Wu Haiyang, Zhou Hui, Liu Chang, Cheng Gang, Pang Yusong
School of Mechanical and Electrical Engineering, China University of Mining and Technology, Xuzhou 221116, China.
School of Chemical Engineering and Technology, China University of Mining and Technology, Xuzhou 221116, China.
Sensors (Basel). 2025 Jun 30;25(13):4067. doi: 10.3390/s25134067.

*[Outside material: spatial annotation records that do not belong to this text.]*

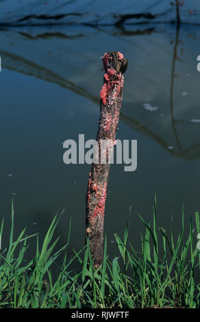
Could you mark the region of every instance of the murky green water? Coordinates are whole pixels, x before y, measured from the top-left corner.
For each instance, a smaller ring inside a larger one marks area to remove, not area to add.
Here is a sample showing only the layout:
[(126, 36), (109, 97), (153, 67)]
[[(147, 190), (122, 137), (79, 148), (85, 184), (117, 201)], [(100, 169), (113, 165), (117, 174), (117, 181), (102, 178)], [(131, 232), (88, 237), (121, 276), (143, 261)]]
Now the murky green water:
[[(139, 243), (154, 194), (159, 225), (181, 230), (199, 210), (200, 27), (147, 25), (125, 29), (83, 27), (10, 29), (0, 32), (0, 219), (8, 234), (11, 201), (16, 233), (42, 238), (65, 209), (58, 234), (84, 243), (85, 196), (90, 166), (64, 164), (62, 143), (95, 138), (103, 71), (100, 57), (119, 51), (129, 60), (117, 138), (138, 140), (138, 168), (112, 165), (105, 232), (114, 256), (114, 233), (123, 232), (132, 206), (130, 239)], [(6, 239), (6, 238), (5, 238)], [(2, 247), (6, 246), (2, 240)]]

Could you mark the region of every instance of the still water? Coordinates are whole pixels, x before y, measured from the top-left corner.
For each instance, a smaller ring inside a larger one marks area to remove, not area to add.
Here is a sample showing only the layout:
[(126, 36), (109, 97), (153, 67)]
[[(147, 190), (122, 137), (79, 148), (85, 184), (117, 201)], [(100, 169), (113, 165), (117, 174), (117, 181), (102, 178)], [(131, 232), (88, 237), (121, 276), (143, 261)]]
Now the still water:
[(15, 234), (42, 238), (55, 213), (64, 209), (56, 234), (71, 246), (84, 243), (85, 196), (90, 169), (64, 164), (66, 139), (95, 138), (105, 51), (129, 60), (117, 138), (138, 140), (138, 168), (113, 164), (105, 216), (111, 258), (114, 234), (123, 234), (132, 205), (129, 238), (139, 244), (154, 194), (158, 225), (181, 230), (182, 203), (188, 227), (199, 210), (200, 27), (139, 25), (11, 28), (0, 31), (0, 220), (7, 246), (11, 202)]

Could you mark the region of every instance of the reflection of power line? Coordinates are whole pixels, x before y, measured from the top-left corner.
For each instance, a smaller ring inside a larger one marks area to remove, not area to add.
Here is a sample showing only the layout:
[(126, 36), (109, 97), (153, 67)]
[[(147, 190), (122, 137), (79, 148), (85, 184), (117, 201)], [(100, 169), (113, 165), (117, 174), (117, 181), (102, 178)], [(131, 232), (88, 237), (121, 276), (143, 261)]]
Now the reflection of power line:
[[(178, 34), (177, 34), (176, 44), (178, 43)], [(177, 45), (176, 45), (176, 48)], [(174, 50), (174, 56), (175, 57), (175, 53), (176, 53), (177, 49)], [(16, 71), (19, 73), (22, 73), (25, 75), (32, 75), (39, 79), (44, 79), (51, 83), (54, 83), (60, 85), (60, 86), (67, 88), (69, 90), (71, 90), (76, 94), (81, 95), (82, 97), (86, 97), (97, 105), (99, 106), (100, 98), (98, 96), (94, 95), (85, 90), (82, 86), (77, 85), (76, 84), (71, 82), (61, 76), (58, 74), (53, 72), (52, 71), (46, 69), (45, 67), (38, 65), (30, 60), (28, 60), (21, 56), (18, 55), (9, 53), (5, 51), (0, 51), (0, 55), (4, 57), (4, 66), (5, 68)], [(173, 65), (172, 66), (172, 75), (173, 75), (173, 72), (175, 69), (175, 59), (173, 58)], [(157, 142), (160, 146), (165, 149), (171, 155), (173, 155), (176, 157), (184, 158), (184, 159), (190, 159), (188, 158), (188, 153), (191, 151), (194, 151), (196, 149), (200, 147), (200, 143), (196, 145), (192, 145), (191, 147), (182, 150), (180, 143), (179, 141), (179, 138), (177, 134), (175, 129), (175, 123), (179, 122), (177, 120), (175, 120), (173, 116), (173, 77), (172, 77), (171, 82), (171, 101), (172, 104), (171, 104), (171, 114), (172, 119), (172, 125), (173, 127), (173, 132), (175, 134), (175, 137), (176, 138), (177, 145), (179, 147), (179, 153), (176, 153), (175, 149), (169, 150), (168, 147), (168, 144), (157, 135), (155, 132), (151, 131), (148, 127), (143, 124), (141, 125), (141, 122), (138, 121), (136, 119), (129, 117), (128, 116), (124, 114), (123, 112), (121, 113), (121, 120), (128, 125), (132, 129), (136, 130), (137, 132), (141, 133), (143, 135), (151, 138), (153, 140)], [(136, 127), (137, 126), (137, 128)], [(197, 156), (196, 158), (198, 158)]]
[(180, 144), (180, 141), (178, 137), (177, 132), (175, 127), (175, 119), (174, 117), (174, 110), (173, 110), (173, 88), (174, 88), (174, 77), (175, 77), (175, 61), (177, 59), (177, 46), (179, 42), (179, 24), (177, 25), (176, 29), (176, 37), (173, 49), (173, 62), (172, 62), (172, 67), (171, 67), (171, 88), (170, 88), (170, 113), (171, 117), (171, 123), (172, 123), (172, 128), (174, 132), (174, 135), (177, 141), (178, 149), (180, 151), (182, 151), (182, 147)]
[(0, 55), (3, 56), (4, 66), (8, 69), (22, 73), (25, 75), (32, 75), (36, 78), (45, 79), (50, 83), (55, 83), (62, 87), (67, 88), (84, 97), (89, 98), (95, 103), (99, 99), (96, 96), (87, 92), (84, 88), (76, 85), (52, 71), (42, 67), (35, 62), (28, 60), (18, 55), (0, 50)]

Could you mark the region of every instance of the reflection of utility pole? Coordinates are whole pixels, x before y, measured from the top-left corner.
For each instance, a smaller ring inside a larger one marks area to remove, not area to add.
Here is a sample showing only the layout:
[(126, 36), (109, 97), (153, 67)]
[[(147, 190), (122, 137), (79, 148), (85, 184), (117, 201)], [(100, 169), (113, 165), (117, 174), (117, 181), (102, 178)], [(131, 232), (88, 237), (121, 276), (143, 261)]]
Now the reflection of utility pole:
[(175, 40), (175, 45), (173, 49), (173, 62), (172, 62), (172, 66), (171, 66), (171, 88), (170, 88), (170, 113), (171, 117), (171, 123), (172, 127), (174, 132), (175, 137), (177, 140), (177, 146), (180, 151), (182, 151), (182, 147), (180, 145), (179, 139), (178, 137), (178, 134), (175, 127), (175, 123), (183, 123), (182, 121), (176, 121), (174, 117), (174, 110), (173, 110), (173, 87), (174, 87), (174, 77), (175, 77), (175, 61), (177, 58), (177, 46), (179, 44), (179, 24), (177, 23), (177, 29), (176, 29), (176, 37)]

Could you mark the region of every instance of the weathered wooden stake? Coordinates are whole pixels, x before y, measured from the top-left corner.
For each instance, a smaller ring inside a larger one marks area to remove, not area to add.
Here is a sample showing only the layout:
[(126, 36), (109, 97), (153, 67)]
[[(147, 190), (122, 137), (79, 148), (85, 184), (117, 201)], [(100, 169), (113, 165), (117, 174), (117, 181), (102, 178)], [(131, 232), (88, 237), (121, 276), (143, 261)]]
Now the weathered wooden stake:
[[(96, 157), (99, 157), (99, 162), (94, 162), (92, 164), (86, 193), (86, 232), (88, 236), (95, 268), (97, 268), (103, 260), (104, 209), (110, 169), (108, 149), (103, 149), (102, 140), (106, 140), (110, 147), (116, 144), (115, 137), (124, 83), (123, 74), (128, 64), (128, 60), (124, 59), (123, 55), (118, 51), (105, 53), (102, 60), (105, 74), (103, 86), (100, 92), (101, 114), (96, 138), (99, 145)], [(103, 163), (102, 160), (104, 158), (105, 160), (105, 158), (106, 162)]]

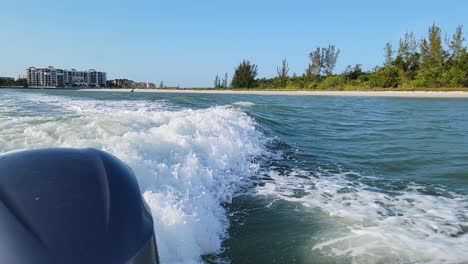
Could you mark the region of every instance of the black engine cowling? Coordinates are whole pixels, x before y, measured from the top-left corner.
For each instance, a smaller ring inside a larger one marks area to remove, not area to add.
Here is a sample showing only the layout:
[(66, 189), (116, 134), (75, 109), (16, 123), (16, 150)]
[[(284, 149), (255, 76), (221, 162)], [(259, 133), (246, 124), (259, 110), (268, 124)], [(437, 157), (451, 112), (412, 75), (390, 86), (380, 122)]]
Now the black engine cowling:
[(0, 263), (156, 264), (132, 170), (95, 149), (0, 156)]

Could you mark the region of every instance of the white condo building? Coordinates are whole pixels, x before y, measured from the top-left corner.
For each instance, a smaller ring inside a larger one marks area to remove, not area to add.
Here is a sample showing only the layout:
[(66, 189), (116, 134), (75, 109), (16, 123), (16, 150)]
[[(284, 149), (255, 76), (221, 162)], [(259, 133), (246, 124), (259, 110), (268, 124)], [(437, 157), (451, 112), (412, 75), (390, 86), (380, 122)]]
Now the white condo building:
[(30, 87), (105, 87), (107, 76), (105, 72), (96, 70), (77, 71), (62, 70), (54, 67), (35, 68), (27, 70)]

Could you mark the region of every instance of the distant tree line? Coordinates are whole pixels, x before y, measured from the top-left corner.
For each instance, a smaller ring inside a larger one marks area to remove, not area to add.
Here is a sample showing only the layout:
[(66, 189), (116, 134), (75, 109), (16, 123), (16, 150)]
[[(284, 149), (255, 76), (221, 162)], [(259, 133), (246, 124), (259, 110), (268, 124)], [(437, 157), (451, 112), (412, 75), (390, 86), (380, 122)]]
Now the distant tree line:
[(451, 36), (442, 37), (433, 24), (428, 35), (416, 39), (407, 32), (397, 49), (390, 43), (384, 48), (381, 66), (364, 71), (361, 64), (347, 66), (334, 74), (340, 50), (335, 45), (317, 47), (309, 54), (309, 65), (301, 75), (289, 75), (289, 64), (283, 59), (277, 76), (257, 78), (258, 66), (243, 60), (234, 70), (230, 85), (227, 74), (215, 78), (215, 88), (258, 89), (357, 89), (357, 88), (441, 88), (468, 87), (468, 52), (464, 46), (463, 27)]

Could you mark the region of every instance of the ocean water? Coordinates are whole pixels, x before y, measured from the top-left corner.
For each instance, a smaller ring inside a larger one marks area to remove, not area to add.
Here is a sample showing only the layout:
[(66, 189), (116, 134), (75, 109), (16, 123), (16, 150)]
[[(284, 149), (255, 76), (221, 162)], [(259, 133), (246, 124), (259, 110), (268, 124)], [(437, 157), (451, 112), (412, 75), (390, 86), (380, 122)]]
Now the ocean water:
[(162, 263), (468, 263), (468, 100), (0, 89), (0, 153), (135, 172)]

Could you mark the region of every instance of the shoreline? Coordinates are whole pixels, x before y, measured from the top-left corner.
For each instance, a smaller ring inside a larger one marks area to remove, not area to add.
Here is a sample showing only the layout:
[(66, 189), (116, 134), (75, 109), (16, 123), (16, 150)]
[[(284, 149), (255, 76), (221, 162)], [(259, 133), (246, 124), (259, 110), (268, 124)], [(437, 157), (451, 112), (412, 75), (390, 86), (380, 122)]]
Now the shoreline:
[[(131, 89), (79, 89), (84, 92), (130, 92)], [(291, 96), (355, 96), (408, 98), (467, 98), (468, 91), (261, 91), (261, 90), (196, 90), (196, 89), (135, 89), (136, 93), (197, 93)]]

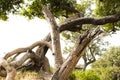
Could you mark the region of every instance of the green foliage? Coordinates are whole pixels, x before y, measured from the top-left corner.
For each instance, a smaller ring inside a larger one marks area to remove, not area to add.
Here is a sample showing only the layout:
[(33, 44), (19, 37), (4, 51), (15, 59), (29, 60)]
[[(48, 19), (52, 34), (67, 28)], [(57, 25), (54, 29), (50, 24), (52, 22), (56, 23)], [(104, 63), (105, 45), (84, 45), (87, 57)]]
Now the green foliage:
[[(120, 13), (120, 0), (95, 0), (95, 4), (96, 9), (94, 10), (94, 13), (98, 17)], [(116, 22), (114, 23), (114, 25), (113, 24), (104, 25), (104, 29), (106, 31), (111, 31), (114, 28), (119, 29), (120, 28), (119, 26), (120, 22)]]
[(0, 0), (0, 19), (7, 20), (9, 13), (17, 12), (23, 0)]
[(117, 80), (117, 78), (120, 78), (119, 67), (101, 67), (93, 70), (100, 76), (101, 80)]
[(99, 16), (107, 16), (120, 13), (120, 0), (95, 0), (95, 13)]
[(111, 47), (94, 64), (92, 64), (93, 68), (105, 68), (108, 66), (120, 67), (120, 47)]
[(75, 70), (69, 77), (70, 80), (100, 80), (99, 75), (92, 70), (78, 71)]
[(120, 78), (120, 47), (111, 47), (95, 63), (92, 68), (101, 80), (118, 80)]

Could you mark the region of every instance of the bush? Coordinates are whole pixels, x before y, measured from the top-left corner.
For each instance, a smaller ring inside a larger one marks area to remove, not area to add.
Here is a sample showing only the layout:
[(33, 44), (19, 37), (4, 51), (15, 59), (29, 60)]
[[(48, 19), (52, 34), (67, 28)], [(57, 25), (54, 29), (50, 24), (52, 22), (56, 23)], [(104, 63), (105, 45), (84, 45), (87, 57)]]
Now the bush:
[(75, 70), (70, 75), (69, 80), (100, 80), (99, 75), (92, 70), (78, 71)]
[(94, 71), (100, 75), (101, 80), (118, 80), (120, 78), (119, 67), (96, 68)]

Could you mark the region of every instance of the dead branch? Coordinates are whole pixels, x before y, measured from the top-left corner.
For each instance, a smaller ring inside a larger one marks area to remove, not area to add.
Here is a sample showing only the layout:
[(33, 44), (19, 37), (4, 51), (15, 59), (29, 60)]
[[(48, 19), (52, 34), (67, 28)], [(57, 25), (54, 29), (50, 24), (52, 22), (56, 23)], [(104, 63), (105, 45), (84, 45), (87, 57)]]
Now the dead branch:
[(52, 50), (51, 44), (49, 42), (38, 41), (38, 42), (35, 42), (35, 43), (33, 43), (32, 45), (30, 45), (30, 46), (28, 46), (26, 48), (18, 48), (18, 49), (13, 50), (12, 52), (7, 53), (4, 56), (4, 59), (8, 59), (10, 56), (12, 56), (14, 54), (20, 54), (20, 53), (26, 52), (27, 50), (30, 50), (30, 49), (33, 49), (33, 48), (35, 48), (37, 46), (42, 46), (42, 45), (46, 45)]

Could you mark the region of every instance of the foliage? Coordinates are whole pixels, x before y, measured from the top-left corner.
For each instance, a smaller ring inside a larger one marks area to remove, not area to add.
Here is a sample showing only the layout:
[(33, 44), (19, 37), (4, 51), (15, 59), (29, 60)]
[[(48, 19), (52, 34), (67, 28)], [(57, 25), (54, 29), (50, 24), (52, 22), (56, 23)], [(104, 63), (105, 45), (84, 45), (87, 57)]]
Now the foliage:
[(6, 20), (9, 13), (19, 11), (23, 0), (0, 0), (0, 19)]
[(99, 75), (92, 70), (78, 71), (75, 70), (69, 77), (70, 80), (100, 80)]
[(95, 63), (92, 68), (100, 75), (101, 80), (117, 80), (120, 78), (120, 47), (111, 47)]
[[(98, 17), (120, 13), (120, 0), (95, 0), (95, 4), (94, 13)], [(114, 32), (120, 28), (120, 22), (106, 24), (103, 27), (106, 31)]]
[(108, 66), (120, 67), (120, 47), (111, 47), (94, 64), (92, 64), (93, 68), (105, 68)]
[(117, 80), (120, 78), (119, 67), (101, 67), (93, 69), (100, 77), (101, 80)]

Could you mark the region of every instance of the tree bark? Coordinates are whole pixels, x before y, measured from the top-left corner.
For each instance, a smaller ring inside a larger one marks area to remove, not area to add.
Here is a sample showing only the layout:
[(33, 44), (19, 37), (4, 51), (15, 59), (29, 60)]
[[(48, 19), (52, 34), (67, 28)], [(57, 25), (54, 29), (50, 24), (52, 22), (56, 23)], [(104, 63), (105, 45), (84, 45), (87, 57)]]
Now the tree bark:
[(86, 32), (76, 42), (72, 52), (67, 57), (66, 61), (62, 64), (58, 71), (53, 75), (52, 80), (67, 80), (72, 70), (75, 68), (77, 62), (84, 54), (84, 50), (89, 43), (101, 33), (99, 27), (92, 32)]
[(62, 53), (61, 53), (61, 46), (60, 46), (60, 35), (59, 35), (59, 27), (54, 19), (52, 13), (47, 9), (47, 7), (43, 7), (43, 13), (50, 23), (50, 33), (51, 33), (51, 40), (52, 40), (52, 51), (55, 55), (55, 68), (56, 70), (62, 65)]

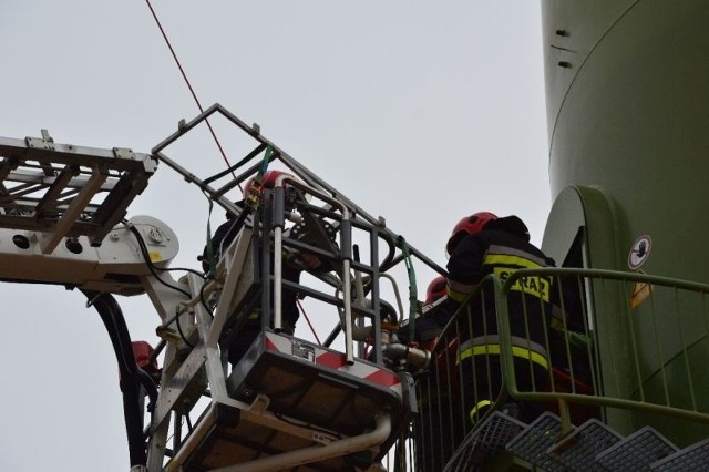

To address the limitations in time-frequency feature representation of shearer arm gear faults and the issues of parameter redundancy and low training efficiency in standard convolutional neural networks (CNNs), this study proposes a diagnostic method based on an improved S-transform and a Depthwise Separable Convolutional Neural Network (DSCNN). First, the improved S-transform is employed to perform time-frequency analysis on the vibration signals, converting the original one-dimensional signals into two-dimensional time-frequency images to fully preserve the fault characteristics of the gear. Then, a neural network model combining standard convolution and depthwise separable convolution is constructed for fault identification. The experimental dataset includes five gear conditions: tooth deficiency, tooth breakage, tooth wear, tooth crack, and normal. The performance of various frequency-domain and time-frequency methods-Wavelet Transform, Fourier Transform, S-transform, and Gramian Angular Field (GAF)-is compared using the same network model. Furthermore, Grad-CAM is applied to visualize the responses of key convolutional layers, highlighting the regions of interest related to gear fault features. Finally, four typical CNN architectures are analyzed and compared: Deep Convolutional Neural Network (DCNN), InceptionV3, Residual Network (ResNet), and Pyramid Convolutional Neural Network (PCNN). Experimental results demonstrate that frequency-domain representations consistently outperform raw time-domain signals in fault diagnosis tasks. Grad-CAM effectively verifies the model's accurate focus on critical fault features. Moreover, the proposed method achieves high classification accuracy while reducing both training time and the number of model parameters.
为了解决采煤机摇臂齿轮故障的时频特征表示方面的局限性以及标准卷积神经网络(CNN)中参数冗余和训练效率低的问题,本研究提出了一种基于改进的S变换和深度可分离卷积神经网络(DSCNN)的诊断方法。首先,采用改进的S变换对振动信号进行时频分析,将原始的一维信号转换为二维时频图像,以充分保留齿轮的故障特征。然后,构建一个结合标准卷积和深度可分离卷积的神经网络模型用于故障识别。实验数据集包括五种齿轮状态:缺齿、断齿、磨损、裂纹和正常。使用相同的网络模型比较了各种频域和时频方法——小波变换、傅里叶变换、S变换和格拉姆角场(GAF)的性能。此外,应用Grad-CAM来可视化关键卷积层的响应,突出与齿轮故障特征相关的感兴趣区域。最后,分析并比较了四种典型的CNN架构:深度卷积神经网络(DCNN)、InceptionV3、残差网络(ResNet)和金字塔卷积神经网络(PCNN)。实验结果表明,在故障诊断任务中,频域表示始终优于原始时域信号。Grad-CAM有效地验证了模型对关键故障特征的准确关注。此外,所提出的方法在减少训练时间和模型参数数量的同时,实现了高分类准确率。